「福山ロス」と言われるほど女性ファンに衝撃的だった福山雅治さんと吹石一恵さんの結婚。職場や家庭で喪失感が広がる中、菅義偉官房長官の「産んで国家に貢献を」との発言が波紋を広げている。ビッグカップルの結婚がなぜ、「出産」に結びつくのか。

 ■同席した尾木氏「違和感はない」

 菅氏の発言は2人の結婚発表から一夜明けた9月29日。フジテレビの午後2時からの生放送の情報番組で、キャスターに「福山さんの結婚、いかがですか」と振られ、こう切り返した。「この結婚を機に、ママさんたちが一緒に子ども産みたいとか、そういう形で国家に貢献してくれればいいなと思っています」

 菅氏とともに番組に出演していた教育評論家の尾木直樹さんによると、菅氏はスタジオのセット近くで出番を待ちながら、番組が流す福山さんの結婚を報じる映像を見ていたという。尾木さんは「字面だけみると、『産めよ増やせよ』と受け取る方もいるかもしれないが、お祝いの雰囲気の中で出た言葉。自分には違和感はなかった」と振り返る。
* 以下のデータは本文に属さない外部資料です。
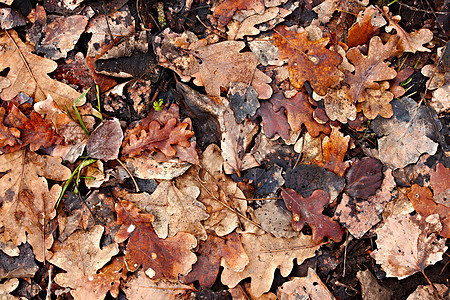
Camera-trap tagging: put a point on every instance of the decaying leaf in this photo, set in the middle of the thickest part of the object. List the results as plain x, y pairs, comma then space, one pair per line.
28, 203
267, 253
308, 60
364, 178
159, 258
80, 255
370, 68
408, 244
28, 73
140, 287
309, 287
309, 210
422, 200
299, 112
407, 135
211, 251
409, 42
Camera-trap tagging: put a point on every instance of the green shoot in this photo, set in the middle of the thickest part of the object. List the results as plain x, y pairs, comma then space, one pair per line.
158, 104
76, 172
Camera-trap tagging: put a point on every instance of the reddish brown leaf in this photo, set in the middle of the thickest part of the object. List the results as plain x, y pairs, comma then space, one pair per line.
225, 10
422, 200
364, 178
370, 68
159, 258
211, 251
309, 210
308, 60
299, 111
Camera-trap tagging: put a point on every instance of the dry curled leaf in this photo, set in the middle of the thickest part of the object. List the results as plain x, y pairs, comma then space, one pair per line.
370, 68
159, 258
28, 73
308, 60
408, 244
309, 210
28, 203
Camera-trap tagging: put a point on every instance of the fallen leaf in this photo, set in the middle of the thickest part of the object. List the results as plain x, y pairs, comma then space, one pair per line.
267, 254
28, 73
80, 255
243, 100
408, 134
140, 287
299, 112
408, 244
422, 200
370, 68
308, 60
60, 34
107, 279
274, 122
309, 287
225, 10
159, 258
368, 23
440, 183
409, 42
175, 209
364, 178
358, 215
105, 141
210, 253
309, 210
223, 63
28, 204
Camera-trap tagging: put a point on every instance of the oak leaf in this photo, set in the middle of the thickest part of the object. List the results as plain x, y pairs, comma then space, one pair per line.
210, 253
28, 203
370, 68
28, 73
299, 112
159, 258
225, 10
223, 63
408, 244
364, 178
80, 255
309, 210
268, 253
308, 60
422, 201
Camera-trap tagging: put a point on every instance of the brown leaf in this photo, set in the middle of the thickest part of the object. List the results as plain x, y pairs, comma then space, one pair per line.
308, 60
80, 255
211, 251
299, 112
28, 73
225, 10
408, 244
409, 42
309, 210
364, 178
28, 204
139, 286
266, 254
309, 287
370, 68
422, 200
96, 286
105, 141
159, 258
223, 63
368, 24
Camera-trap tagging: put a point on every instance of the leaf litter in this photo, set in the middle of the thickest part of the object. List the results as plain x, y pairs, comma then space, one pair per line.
222, 149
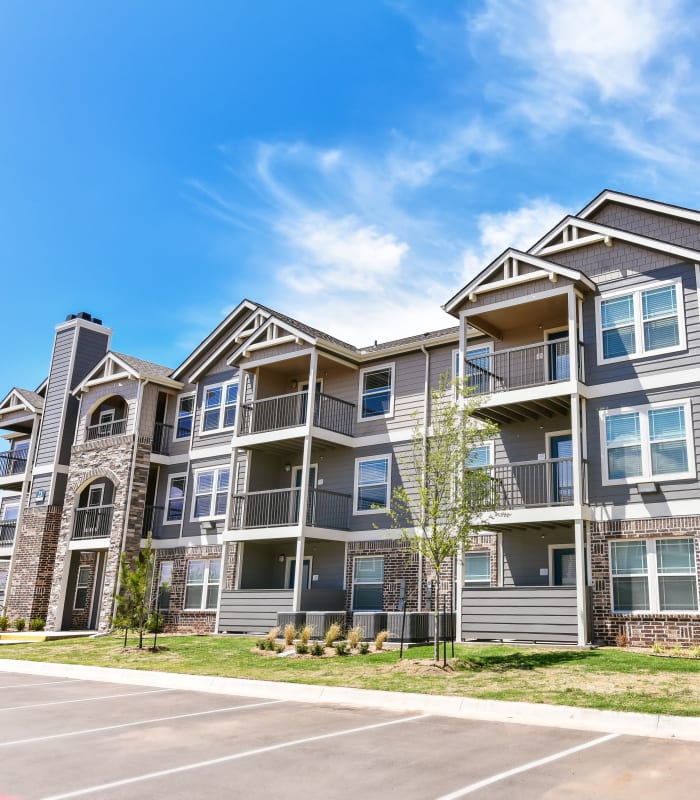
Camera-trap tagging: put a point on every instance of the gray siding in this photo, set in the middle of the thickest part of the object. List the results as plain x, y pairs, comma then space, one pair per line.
526, 615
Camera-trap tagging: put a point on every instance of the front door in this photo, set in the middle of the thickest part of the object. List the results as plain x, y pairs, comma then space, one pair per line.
562, 477
565, 566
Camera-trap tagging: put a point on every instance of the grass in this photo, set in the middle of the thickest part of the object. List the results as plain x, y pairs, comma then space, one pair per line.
605, 678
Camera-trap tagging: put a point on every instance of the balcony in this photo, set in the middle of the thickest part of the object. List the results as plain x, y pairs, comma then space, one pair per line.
7, 532
532, 484
280, 507
289, 411
103, 430
152, 520
162, 436
92, 522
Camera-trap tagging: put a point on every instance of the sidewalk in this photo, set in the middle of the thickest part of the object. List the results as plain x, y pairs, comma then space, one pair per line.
632, 724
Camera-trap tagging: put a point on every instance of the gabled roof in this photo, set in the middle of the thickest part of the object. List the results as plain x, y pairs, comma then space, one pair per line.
546, 267
604, 233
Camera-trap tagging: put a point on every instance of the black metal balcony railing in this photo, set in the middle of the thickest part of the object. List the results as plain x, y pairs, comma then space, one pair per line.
11, 464
289, 411
530, 484
92, 522
152, 520
162, 436
520, 367
279, 507
7, 531
104, 429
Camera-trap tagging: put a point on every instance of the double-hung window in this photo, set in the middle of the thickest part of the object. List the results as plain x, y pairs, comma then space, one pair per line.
175, 499
202, 584
185, 417
645, 321
654, 575
372, 484
368, 583
219, 407
647, 443
210, 492
377, 392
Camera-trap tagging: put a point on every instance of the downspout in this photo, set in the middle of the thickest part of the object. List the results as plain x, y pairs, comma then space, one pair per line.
426, 400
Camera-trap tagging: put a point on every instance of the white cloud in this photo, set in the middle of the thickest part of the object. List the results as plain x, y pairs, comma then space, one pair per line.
519, 228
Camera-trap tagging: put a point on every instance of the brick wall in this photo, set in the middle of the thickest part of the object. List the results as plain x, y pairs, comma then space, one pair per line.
641, 630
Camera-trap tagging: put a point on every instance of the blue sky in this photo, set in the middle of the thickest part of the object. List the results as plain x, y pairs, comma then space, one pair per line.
352, 164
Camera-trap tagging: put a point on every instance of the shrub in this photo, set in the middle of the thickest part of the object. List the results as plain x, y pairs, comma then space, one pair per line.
354, 636
289, 633
305, 633
333, 633
317, 649
382, 636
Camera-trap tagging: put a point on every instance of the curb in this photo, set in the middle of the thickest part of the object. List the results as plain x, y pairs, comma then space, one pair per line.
627, 723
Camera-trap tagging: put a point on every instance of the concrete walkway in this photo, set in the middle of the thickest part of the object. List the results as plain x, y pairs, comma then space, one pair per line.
583, 719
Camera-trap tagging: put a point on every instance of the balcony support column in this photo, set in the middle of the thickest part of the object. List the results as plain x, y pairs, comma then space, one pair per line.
305, 488
581, 607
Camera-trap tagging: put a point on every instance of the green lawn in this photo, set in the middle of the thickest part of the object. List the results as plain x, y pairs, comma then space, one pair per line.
605, 678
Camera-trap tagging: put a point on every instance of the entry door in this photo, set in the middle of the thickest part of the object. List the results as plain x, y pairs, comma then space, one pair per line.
310, 512
559, 369
306, 573
565, 566
562, 472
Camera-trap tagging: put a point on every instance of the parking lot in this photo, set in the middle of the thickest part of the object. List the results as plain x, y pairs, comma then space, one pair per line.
64, 738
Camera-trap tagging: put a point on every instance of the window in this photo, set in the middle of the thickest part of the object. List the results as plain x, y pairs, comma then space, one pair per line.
202, 585
175, 501
372, 485
165, 583
642, 322
654, 575
211, 493
376, 392
368, 584
219, 407
81, 589
477, 568
647, 443
185, 415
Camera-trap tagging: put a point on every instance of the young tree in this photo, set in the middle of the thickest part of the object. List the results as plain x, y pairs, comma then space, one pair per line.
132, 600
443, 501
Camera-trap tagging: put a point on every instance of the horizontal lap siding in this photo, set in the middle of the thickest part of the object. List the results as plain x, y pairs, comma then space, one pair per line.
252, 612
546, 615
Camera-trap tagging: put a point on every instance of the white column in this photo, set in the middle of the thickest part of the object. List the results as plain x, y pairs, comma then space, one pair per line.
581, 610
304, 488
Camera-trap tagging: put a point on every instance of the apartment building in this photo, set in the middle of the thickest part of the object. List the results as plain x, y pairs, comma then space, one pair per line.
262, 464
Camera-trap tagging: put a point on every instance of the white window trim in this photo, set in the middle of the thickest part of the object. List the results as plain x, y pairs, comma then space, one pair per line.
376, 368
366, 583
205, 585
383, 509
180, 397
171, 478
223, 386
216, 471
636, 292
645, 442
652, 578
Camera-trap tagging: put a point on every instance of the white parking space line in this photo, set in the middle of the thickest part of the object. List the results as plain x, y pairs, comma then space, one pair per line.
43, 683
83, 700
501, 776
36, 739
91, 790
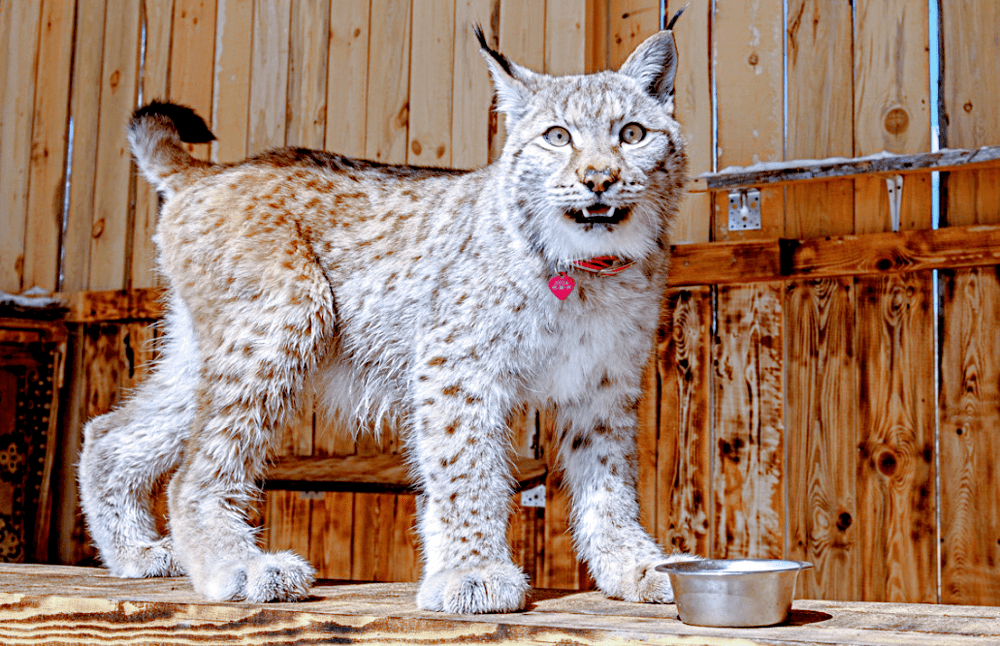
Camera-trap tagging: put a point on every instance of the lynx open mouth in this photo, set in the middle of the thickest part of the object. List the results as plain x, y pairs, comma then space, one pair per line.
598, 214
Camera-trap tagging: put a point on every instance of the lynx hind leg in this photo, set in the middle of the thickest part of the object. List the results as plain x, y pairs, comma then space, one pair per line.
126, 451
251, 384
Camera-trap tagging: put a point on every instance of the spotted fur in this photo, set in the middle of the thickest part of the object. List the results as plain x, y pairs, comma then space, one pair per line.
416, 292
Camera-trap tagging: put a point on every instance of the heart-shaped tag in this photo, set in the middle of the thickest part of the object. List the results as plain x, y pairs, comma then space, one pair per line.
562, 286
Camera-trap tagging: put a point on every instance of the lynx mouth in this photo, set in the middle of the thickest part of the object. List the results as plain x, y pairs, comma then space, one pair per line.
598, 214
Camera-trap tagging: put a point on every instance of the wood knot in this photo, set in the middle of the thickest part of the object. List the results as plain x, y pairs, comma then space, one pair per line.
897, 121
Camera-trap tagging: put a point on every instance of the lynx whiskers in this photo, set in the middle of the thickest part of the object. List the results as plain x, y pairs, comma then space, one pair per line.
423, 293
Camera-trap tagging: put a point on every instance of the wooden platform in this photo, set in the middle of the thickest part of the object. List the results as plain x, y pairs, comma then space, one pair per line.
66, 605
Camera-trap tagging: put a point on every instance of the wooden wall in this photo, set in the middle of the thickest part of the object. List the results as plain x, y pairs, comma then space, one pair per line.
800, 418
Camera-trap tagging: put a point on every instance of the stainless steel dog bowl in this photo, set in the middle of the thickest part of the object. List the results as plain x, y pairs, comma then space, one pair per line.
733, 592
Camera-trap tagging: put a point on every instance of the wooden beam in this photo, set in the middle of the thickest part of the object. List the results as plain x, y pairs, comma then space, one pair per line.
818, 170
382, 473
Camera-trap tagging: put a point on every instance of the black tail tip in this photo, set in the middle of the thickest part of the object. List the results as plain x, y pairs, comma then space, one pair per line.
191, 128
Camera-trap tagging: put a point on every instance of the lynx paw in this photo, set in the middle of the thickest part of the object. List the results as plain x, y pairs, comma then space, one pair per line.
152, 560
282, 576
496, 587
645, 584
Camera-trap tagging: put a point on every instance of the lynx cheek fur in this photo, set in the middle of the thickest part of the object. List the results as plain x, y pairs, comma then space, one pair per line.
417, 292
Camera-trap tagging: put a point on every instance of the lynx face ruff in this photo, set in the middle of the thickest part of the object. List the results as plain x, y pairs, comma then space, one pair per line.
421, 293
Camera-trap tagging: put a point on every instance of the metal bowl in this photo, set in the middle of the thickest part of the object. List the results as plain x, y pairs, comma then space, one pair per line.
733, 592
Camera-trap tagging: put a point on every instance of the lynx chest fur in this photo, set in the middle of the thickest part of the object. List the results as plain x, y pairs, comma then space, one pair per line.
421, 294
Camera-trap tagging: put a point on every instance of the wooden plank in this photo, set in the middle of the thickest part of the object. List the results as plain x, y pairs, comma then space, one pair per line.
84, 109
820, 115
388, 470
969, 409
856, 255
346, 95
822, 436
19, 64
269, 75
331, 520
693, 103
110, 235
192, 56
565, 43
630, 23
684, 450
748, 470
891, 105
748, 71
387, 110
233, 62
471, 119
896, 508
42, 604
971, 114
432, 70
48, 144
307, 74
157, 20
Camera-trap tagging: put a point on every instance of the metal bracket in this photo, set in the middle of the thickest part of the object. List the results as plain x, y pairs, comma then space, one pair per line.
534, 497
894, 185
744, 209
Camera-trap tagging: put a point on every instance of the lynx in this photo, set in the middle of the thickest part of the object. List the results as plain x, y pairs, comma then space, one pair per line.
449, 299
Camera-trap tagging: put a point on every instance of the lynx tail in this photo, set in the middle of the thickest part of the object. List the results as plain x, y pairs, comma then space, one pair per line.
156, 135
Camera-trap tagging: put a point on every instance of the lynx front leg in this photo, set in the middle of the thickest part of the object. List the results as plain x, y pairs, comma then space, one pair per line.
599, 461
460, 449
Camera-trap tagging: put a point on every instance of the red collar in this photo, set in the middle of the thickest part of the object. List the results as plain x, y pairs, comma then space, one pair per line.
603, 265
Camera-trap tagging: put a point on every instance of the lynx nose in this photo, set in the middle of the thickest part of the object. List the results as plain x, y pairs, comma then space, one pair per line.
599, 180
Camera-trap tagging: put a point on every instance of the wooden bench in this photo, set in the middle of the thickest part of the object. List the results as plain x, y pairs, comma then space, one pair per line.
66, 605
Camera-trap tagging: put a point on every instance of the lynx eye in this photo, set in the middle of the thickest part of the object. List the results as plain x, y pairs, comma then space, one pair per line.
557, 136
632, 133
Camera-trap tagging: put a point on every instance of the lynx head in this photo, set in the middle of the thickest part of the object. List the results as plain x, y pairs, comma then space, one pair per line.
595, 164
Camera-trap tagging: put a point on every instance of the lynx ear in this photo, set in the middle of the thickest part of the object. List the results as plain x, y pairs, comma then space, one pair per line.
510, 80
653, 64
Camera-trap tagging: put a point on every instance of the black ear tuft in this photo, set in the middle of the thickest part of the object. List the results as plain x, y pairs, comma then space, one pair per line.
191, 128
670, 25
501, 60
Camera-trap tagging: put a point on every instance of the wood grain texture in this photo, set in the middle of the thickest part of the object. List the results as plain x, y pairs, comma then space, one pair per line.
431, 78
20, 36
308, 57
891, 110
748, 469
268, 75
49, 604
110, 232
233, 61
971, 85
821, 403
896, 508
388, 112
472, 124
157, 20
693, 103
347, 87
820, 116
50, 123
748, 47
684, 449
969, 409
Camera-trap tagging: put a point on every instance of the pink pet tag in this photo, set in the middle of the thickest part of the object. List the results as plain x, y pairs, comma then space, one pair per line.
562, 286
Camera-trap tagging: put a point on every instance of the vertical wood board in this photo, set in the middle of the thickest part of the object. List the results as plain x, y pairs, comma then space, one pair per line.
969, 409
748, 465
821, 402
896, 509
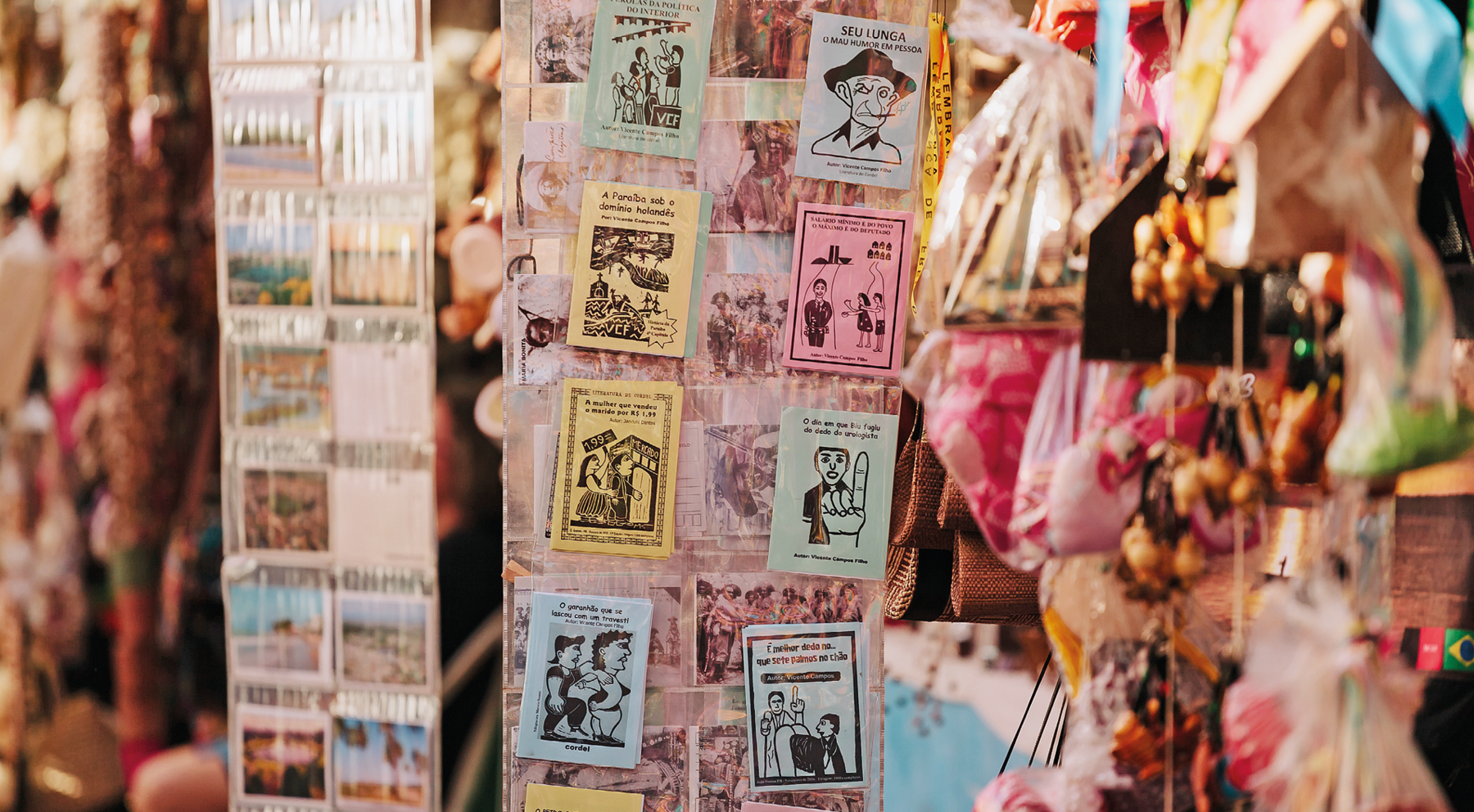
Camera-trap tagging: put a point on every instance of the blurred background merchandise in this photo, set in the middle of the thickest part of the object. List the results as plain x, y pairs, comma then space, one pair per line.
112, 661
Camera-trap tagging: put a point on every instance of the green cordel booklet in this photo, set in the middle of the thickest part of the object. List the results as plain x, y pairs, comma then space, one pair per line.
648, 75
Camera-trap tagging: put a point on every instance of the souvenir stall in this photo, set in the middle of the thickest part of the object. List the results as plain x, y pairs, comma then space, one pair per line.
324, 213
1191, 311
711, 233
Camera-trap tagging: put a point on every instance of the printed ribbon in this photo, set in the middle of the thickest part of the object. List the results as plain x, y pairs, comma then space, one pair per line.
938, 138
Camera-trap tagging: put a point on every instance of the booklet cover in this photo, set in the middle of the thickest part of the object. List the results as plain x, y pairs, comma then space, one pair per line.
584, 697
861, 101
635, 268
617, 456
848, 289
803, 706
832, 503
543, 797
648, 75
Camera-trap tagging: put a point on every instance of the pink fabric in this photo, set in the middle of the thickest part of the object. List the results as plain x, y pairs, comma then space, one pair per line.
66, 404
1256, 27
1253, 729
1149, 73
1010, 793
1097, 482
133, 752
978, 425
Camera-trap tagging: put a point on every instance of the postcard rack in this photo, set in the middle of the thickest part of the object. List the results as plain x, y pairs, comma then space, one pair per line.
324, 219
587, 92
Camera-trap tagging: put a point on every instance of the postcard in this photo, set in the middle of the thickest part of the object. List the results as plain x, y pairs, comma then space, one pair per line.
382, 517
665, 666
562, 40
270, 263
382, 765
383, 640
861, 101
385, 390
633, 274
661, 777
285, 388
376, 138
375, 248
283, 755
649, 77
368, 29
748, 167
543, 797
285, 509
270, 138
742, 322
729, 603
617, 458
584, 699
848, 291
742, 465
550, 191
251, 29
803, 703
376, 264
280, 624
832, 503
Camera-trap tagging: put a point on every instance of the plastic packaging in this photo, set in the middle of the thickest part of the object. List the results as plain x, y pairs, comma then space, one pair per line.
1022, 189
1349, 712
1097, 480
1402, 410
1053, 426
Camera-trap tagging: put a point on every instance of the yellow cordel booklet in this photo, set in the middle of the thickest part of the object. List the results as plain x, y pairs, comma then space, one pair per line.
615, 485
543, 797
633, 272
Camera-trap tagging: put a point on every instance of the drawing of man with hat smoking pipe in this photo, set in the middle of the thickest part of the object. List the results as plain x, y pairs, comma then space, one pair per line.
871, 86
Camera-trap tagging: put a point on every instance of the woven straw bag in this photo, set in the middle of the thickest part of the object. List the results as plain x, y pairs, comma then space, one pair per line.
938, 566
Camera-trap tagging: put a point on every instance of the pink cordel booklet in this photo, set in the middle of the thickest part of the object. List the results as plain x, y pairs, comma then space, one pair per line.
848, 289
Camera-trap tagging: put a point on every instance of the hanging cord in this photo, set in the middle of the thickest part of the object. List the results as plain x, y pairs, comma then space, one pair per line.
1169, 712
1057, 738
1037, 683
1238, 515
1169, 366
1046, 723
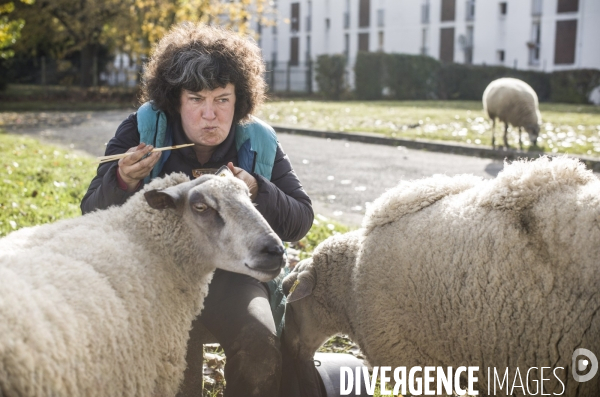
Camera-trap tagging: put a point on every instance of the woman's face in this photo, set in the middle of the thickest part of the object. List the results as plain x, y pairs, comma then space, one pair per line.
206, 116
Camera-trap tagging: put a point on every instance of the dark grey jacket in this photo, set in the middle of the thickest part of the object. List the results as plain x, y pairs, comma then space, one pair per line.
282, 200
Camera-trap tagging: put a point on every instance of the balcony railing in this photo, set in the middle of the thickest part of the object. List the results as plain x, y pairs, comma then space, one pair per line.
536, 7
425, 13
470, 10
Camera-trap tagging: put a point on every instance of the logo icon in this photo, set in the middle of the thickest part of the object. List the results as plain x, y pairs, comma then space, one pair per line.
582, 360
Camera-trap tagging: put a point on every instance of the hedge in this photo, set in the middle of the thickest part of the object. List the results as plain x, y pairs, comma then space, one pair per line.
330, 73
573, 86
422, 70
369, 66
422, 77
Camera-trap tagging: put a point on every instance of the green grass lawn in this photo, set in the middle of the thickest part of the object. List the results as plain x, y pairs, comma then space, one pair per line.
573, 129
29, 97
40, 183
 菅氏は放送後の記者会見で、「人気の高いビッグカップルで、国民の皆さんが幸せな気分になってくれればいいと思った」と釈明。女性は子どもを産む前提に立っているのではとの問いに、「全くそういう趣旨ではない」と述べた。

 ■「失言は珍しい」官邸内驚きの声

 官邸内からは「不用意な失言は珍しい」(官邸スタッフ)との声が上がる。元々、政権にとって、少子化対策は重要課題の一つ。官邸幹部によると、菅氏は結婚報道の後、「支持者から『彼らと同級生の子どもが産みたい』との声を多数聞いていた」という。政権の最大の課題だった安保関連法が成立したばかりで、ある官邸関係者は「緊張が解けて油断していた部分もあるだろう」と指摘する。

 ただ、芸能リポーターの井上公造さんは「芸能界をご存じないのではないか。福山ファンのママたちはショックで受け入れられず、一緒に産みたいとは思わない」と断言する。芸能界では今年、上戸彩さん、菅野美穂さんらベビーラッシュが続く。「芸能人はスタッフがいて周りが子育てを支える環境が整っている。菅さんは、芸能界を参考に産み育てやすい環境づくりを進めてはどうか」

 元TBSアナウンサーで、広報担当の内閣官房審議官も務めた下村健一さんによると、政権幹部のテレビ出演は印象を上げる好機だが、「想定していない質問で本音が出たのでは。菅さんが語るべきだったのは『ママさんが国家に貢献して』の逆で、『ママさんに国家がどう貢献するか』だったのでは」と話す。